4.2.2 Hypercapnic gas challenge mainly affects macrovasculature

CVR was estimated using the vasoactive hypercapnia challenge. Voxels or regions with high CVR are likely to also show a large vasoactive component in the neurovascular evoked hemodynamic response (Schellekens et al., 2023). The CVR was found to be larger for GE compared with SE. This difference increased toward the pial surface (Fig. 4), implying that hypercapnia mainly affects the larger vessels and to a lesser extent the microvasculature, also supported by the observed coinciding CBVvO2GE increase (Fig. 4). This may suggest that vessel reactivity as measured by GE-BOLD is proportional to vessel size and density. Another factor that may contribute to the difference in CVR between GE and SE could be the cellular composition of the vessel wall of capillaries versus larger vessels. Capillaries mostly consist of endothelial cells with tight junctions, and some might contain contractile pericytes. Arteries and to a lesser extent veins are additionally covered by a thin smooth muscle sheath, which is known to regulate vessel diameter (Hall et al., 2014; Schmid et al., 2019). If capillaries react differently to hypercapnic vasodilation than postcapillary and larger vessels, this could result in different CVR between SE and GE at deeper cortical depths while CBVvO2 is similar for SE and GE. Dilation in the microvasculature seems limited as the SE CVR is low and as it shows a much weaker trend across cortical depth than GE. This suggests that the HRF as measured with SE should contain negligible purely vasoactive signal changes, supported by the absence of smooth muscle cells around capillaries.

4.3 Neurovascular effects

4.3.1 Effects of hypercapnia and hyperoxia on HRF amplitude

No difference in HRF amplitude between room air and hyperoxia was found for both sequences, in agreement with reports that this hyperoxia level is not influencing the hemodynamics (Ainslie et al., 2014). The similarity in HRF amplitudes between room air and hyperoxia is also in line with electrophysiology findings (Groen et al., 2022), indicating that there is no habituation to the visual stimuli during the period of a functional run, considering that the room air and hyperoxia occurred in the beginning and end of the run, respectively. We observed that the amplitude of the SE HRF in response to the visual task was not much affected by hypercapnia. Therefore, we argue that the microvascular HRFs estimated with SE are influenced less by sustained vasodilation (as induced by CO2) and rather respond to neuronal activation. For GE-BOLD, we found a decrease in HRF amplitude with increasing CO2 levels. These observations are in line with observations by Gauthier et al., during carbogen breathing experiments (hypercapnia and hyperoxia combined) at 3T (Gauthier et al., 2011). Several aspects can potentially explain this decrease in GE HRF amplitude: (1) Dilatory capacity is already reduced due to hypercapnia resulting is only small additional visual stimuli-induced dilation. (2) Increased basal levels of CBV and CBF leading to saturation of a neuronally evoked BOLD signal reducing its amplitude (Brown et al., 2003; Siero, Hartkamp, et al., 2015). (3) Any temporal mismatch between the underlying CBV, CBF, and CMRO2 responses also determines the BOLD response shape. All of which, individually, can be modulated by hypercapnia to a varying degree (Siero, Hendrikse, et al., 2015).
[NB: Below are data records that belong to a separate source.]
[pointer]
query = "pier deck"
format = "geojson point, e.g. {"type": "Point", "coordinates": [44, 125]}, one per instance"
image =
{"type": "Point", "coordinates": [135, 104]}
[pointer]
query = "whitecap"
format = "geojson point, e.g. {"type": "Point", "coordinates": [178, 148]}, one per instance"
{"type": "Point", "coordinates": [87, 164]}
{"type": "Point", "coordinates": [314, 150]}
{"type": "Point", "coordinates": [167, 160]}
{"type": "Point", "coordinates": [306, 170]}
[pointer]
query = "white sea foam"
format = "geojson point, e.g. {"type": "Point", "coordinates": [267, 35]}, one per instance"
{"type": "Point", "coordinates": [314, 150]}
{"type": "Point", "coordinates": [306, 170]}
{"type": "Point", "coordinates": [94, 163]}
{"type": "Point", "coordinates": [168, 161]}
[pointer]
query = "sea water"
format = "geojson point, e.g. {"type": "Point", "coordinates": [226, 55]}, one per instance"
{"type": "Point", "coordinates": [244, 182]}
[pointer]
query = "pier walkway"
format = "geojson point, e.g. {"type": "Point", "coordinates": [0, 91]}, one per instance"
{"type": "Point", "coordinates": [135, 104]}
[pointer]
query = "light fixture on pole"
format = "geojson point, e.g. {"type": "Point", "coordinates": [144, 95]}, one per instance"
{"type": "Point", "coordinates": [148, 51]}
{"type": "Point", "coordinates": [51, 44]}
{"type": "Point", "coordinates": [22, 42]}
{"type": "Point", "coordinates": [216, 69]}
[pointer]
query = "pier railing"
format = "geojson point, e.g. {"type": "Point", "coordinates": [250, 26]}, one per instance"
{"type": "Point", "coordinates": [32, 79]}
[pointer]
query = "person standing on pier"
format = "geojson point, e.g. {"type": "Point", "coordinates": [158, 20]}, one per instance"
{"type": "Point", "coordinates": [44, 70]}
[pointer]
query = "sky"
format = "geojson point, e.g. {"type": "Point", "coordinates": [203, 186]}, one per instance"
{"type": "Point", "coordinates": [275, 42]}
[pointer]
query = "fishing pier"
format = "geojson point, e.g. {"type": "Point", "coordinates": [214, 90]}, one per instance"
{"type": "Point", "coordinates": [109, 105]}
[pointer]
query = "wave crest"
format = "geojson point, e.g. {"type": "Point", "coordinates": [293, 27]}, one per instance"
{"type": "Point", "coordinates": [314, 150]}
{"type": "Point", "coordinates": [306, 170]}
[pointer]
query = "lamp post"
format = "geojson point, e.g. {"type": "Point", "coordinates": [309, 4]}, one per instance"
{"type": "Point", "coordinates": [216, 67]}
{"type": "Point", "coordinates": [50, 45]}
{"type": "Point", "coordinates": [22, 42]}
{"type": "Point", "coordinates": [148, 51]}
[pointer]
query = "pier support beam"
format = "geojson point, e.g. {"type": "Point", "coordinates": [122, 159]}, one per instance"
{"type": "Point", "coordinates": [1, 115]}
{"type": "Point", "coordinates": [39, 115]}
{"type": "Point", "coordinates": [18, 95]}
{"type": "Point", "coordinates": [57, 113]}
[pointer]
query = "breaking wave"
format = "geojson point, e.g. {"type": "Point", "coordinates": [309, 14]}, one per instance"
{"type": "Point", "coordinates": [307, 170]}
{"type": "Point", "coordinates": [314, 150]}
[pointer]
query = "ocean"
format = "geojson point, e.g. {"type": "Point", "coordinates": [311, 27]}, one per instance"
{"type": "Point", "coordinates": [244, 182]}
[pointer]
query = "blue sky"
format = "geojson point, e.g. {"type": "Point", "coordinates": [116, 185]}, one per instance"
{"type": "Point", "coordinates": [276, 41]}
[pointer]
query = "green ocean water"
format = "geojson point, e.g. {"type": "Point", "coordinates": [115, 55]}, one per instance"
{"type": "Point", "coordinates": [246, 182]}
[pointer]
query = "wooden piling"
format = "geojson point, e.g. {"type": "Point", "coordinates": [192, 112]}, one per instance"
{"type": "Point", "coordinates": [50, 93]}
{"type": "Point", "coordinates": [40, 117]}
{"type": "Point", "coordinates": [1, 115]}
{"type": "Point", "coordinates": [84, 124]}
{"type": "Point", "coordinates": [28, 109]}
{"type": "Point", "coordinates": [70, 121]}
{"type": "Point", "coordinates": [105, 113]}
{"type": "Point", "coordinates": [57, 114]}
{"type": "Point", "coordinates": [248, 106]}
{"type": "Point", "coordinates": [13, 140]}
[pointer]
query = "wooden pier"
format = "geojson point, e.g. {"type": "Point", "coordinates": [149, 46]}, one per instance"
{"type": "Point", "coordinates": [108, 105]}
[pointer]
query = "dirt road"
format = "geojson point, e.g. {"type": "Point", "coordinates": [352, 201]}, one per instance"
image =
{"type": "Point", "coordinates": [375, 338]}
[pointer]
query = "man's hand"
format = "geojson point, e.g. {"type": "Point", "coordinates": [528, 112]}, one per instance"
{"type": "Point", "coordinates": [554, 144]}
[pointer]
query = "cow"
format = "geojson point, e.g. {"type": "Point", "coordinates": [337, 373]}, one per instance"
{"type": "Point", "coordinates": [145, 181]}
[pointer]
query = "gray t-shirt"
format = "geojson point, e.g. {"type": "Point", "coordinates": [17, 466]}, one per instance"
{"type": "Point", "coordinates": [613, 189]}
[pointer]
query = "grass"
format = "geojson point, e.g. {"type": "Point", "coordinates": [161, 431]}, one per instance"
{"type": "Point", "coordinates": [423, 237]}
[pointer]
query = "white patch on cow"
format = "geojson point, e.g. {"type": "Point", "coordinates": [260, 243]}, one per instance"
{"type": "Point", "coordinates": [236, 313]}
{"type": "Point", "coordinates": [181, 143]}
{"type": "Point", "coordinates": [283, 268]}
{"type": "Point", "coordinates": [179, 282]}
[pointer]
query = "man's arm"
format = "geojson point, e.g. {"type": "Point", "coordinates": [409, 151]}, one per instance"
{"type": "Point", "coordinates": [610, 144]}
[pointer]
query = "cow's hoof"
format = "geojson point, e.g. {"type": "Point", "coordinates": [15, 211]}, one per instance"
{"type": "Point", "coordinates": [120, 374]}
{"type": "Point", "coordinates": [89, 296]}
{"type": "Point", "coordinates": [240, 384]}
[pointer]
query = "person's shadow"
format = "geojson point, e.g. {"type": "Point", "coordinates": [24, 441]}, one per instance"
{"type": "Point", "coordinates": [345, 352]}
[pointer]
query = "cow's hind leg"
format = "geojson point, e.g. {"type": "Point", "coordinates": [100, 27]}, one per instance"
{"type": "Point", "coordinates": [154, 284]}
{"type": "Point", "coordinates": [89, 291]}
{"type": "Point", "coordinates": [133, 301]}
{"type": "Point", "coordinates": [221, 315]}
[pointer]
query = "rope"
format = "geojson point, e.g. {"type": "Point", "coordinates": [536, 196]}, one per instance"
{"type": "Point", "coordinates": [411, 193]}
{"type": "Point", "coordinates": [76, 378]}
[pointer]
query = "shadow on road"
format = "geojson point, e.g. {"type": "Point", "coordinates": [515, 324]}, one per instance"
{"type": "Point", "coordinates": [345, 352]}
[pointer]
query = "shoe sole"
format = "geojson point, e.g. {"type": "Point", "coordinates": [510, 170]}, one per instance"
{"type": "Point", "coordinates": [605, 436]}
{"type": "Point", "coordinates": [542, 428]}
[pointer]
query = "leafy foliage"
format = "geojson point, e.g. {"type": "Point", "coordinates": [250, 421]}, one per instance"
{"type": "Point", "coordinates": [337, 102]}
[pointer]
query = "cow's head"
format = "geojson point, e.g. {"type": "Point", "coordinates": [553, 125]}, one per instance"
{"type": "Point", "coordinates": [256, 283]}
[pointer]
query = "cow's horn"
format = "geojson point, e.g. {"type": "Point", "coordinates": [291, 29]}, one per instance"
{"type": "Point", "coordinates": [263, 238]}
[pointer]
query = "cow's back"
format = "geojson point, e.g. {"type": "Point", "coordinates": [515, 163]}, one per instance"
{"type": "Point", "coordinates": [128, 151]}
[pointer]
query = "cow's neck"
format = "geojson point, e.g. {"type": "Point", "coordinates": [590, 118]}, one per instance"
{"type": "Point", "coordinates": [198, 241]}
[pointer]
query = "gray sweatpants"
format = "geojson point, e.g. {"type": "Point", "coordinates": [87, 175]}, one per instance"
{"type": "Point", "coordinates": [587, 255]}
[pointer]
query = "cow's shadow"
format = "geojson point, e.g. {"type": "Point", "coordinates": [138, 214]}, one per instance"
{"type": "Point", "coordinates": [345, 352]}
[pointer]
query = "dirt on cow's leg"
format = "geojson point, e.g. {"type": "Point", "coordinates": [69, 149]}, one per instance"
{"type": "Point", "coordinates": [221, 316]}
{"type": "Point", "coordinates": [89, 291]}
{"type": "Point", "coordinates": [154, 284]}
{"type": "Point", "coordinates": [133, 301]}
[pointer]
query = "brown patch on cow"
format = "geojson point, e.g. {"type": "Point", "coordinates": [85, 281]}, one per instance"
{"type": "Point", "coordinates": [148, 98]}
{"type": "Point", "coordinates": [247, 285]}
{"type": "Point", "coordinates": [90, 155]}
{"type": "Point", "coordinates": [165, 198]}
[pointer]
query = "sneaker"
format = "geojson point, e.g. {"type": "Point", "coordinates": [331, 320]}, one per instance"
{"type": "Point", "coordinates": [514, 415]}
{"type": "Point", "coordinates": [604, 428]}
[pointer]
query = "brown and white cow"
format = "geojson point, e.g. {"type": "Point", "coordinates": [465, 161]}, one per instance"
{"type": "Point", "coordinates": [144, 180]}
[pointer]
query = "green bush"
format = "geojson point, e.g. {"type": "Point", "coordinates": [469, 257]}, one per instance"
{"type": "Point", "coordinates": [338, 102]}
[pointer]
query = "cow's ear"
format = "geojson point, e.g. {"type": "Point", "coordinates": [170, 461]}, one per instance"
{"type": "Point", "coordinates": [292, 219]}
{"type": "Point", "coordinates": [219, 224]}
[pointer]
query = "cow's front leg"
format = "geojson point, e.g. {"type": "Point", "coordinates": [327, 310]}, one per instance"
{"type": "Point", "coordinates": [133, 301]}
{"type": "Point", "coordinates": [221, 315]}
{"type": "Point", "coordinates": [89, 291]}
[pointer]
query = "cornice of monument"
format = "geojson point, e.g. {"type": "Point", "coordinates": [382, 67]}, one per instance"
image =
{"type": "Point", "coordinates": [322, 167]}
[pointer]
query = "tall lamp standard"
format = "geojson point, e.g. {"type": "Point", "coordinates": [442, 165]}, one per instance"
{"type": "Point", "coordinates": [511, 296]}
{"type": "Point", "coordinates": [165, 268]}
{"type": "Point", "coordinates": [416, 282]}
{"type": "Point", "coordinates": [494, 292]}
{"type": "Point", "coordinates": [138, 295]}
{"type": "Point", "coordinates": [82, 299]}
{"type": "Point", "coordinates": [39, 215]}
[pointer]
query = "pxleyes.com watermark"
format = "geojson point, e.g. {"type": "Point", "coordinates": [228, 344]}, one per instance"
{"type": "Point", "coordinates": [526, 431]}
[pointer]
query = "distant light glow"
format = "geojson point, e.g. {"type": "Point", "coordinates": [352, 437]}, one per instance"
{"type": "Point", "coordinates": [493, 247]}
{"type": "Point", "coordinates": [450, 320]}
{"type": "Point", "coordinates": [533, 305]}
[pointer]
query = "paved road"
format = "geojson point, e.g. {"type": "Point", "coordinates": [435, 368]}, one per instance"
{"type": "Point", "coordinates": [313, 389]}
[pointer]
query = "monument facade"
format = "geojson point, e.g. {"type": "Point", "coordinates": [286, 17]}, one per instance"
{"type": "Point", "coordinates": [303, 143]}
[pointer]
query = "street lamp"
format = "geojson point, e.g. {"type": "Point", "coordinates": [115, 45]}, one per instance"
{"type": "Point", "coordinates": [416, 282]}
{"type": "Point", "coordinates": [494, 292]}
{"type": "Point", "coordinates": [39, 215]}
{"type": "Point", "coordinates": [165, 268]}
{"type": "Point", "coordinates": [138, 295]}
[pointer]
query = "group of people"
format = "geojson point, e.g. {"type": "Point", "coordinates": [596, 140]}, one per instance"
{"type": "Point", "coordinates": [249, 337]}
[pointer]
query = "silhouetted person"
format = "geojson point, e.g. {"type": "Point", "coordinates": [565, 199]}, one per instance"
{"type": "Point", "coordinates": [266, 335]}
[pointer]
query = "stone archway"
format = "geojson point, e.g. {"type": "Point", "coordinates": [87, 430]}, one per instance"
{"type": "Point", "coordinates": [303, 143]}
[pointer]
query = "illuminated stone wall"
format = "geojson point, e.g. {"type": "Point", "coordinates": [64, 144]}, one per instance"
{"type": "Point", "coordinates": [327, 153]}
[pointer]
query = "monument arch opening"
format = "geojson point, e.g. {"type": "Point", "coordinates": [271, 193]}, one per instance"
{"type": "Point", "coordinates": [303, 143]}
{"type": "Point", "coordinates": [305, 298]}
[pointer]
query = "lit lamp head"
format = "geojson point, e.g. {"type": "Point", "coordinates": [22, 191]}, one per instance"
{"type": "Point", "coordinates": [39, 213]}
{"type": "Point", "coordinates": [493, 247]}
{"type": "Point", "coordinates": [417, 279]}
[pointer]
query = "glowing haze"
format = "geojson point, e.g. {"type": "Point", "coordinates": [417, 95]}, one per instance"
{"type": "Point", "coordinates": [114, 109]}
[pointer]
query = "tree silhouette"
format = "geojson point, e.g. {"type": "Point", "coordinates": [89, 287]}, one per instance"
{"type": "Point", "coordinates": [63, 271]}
Because a decrease in HRF amplitude is only observed with GE and not SE, it can be ascribed to macrovascular changes. This same argument can be used to ascribe this change to the vasculature instead of decreased metabolic activity during hypercapnia, otherwise a decrease in SE HRF amplitude would be expected as well. However, it could be that the SE signal from the microvasculature is too low to pick up any variation due to hypercapnia or that the physiological noise is higher in these compartments, overwhelming any hypercapnia-induced variance. Moreover, it should be noted that the resting state network activity might be reduced during hypercapnia (Driver et al., 2016, 2017). These results suggest that vessel reactivity of larger intracortical veins (and pial vessels) is reduced when vessels are already predilated due to the hypercapnic condition. Additionally, the vasodilation during hypercapnia leads to an increase in CBV and CBF, which results in a BOLD signal increase by itself as seen in Figure 4 (Bandettini & Wong, 1995).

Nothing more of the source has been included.